Hidefumi Sawai, Alex Waibel, Patrick Haffner,
Masanori Miyatake and Kiyohiro Shikano
Parallelism, Hierarchy, Scaling
in Time-Delay Neural Networks
for Spotting Phonemes and CV-Syllables
Abstract:Syllable or phoneme spotting, if reliably achieved, provides a good solution to the spoken word
and/or continuous speech recognition problem. We previously showed that the Time-Delay Neural
Network (TDNN) provided excellent recognition performance for all phonemic subcategories
(nasals, fricatives, vowels, etc.). To extend this encouraging performance of TDNNs to all
phoneme recognition and word/continuous speech recognition, we show several techniques:
Firstly, we show that it is indeed possible to scale up the TDNN to a large phonemic TDNN aimed
at discriminating all phonemes without loss of recognition performance and without excessive
training tokens.

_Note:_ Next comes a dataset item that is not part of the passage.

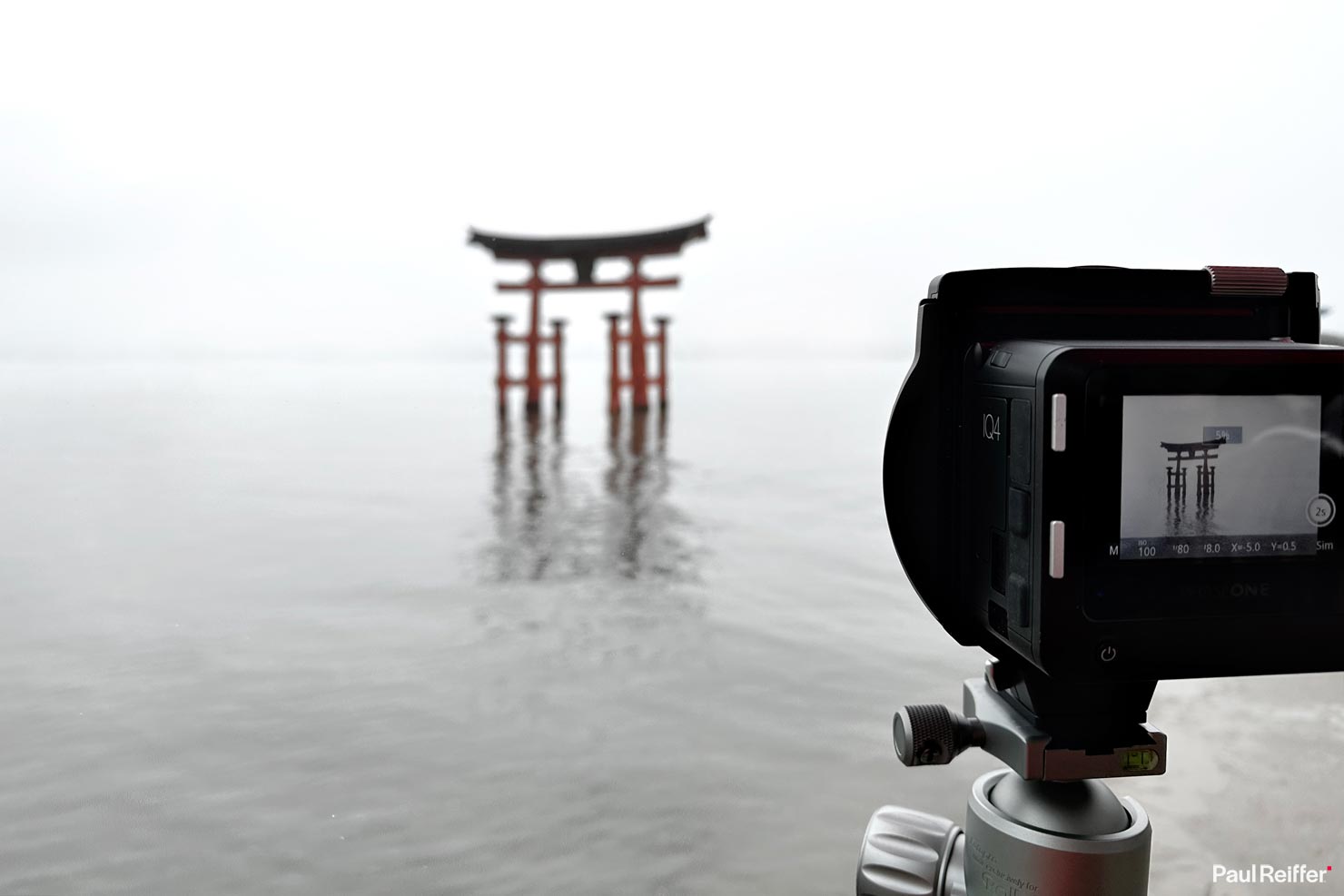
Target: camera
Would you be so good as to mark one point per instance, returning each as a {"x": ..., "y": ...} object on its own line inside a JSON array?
[{"x": 1119, "y": 475}]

Secondly, we propose fast back-propagation learning methods which make it
possible to train a large phonemic TDNN within 1.5 hours. Finally, we show several methods for
spotting Japanese CV syllables/phonemes in input speech based on TDNNs: we constructed a
TDNN which can discriminate a single CV syllable or phoneme. Syllable and phoneme spotting
experiments show excellent results, including syllable and phoneme spotting rates of better than
96.7% and 92% correct, respectively. These spotting techniques are proved to be a good step
toward continuous speech recognition.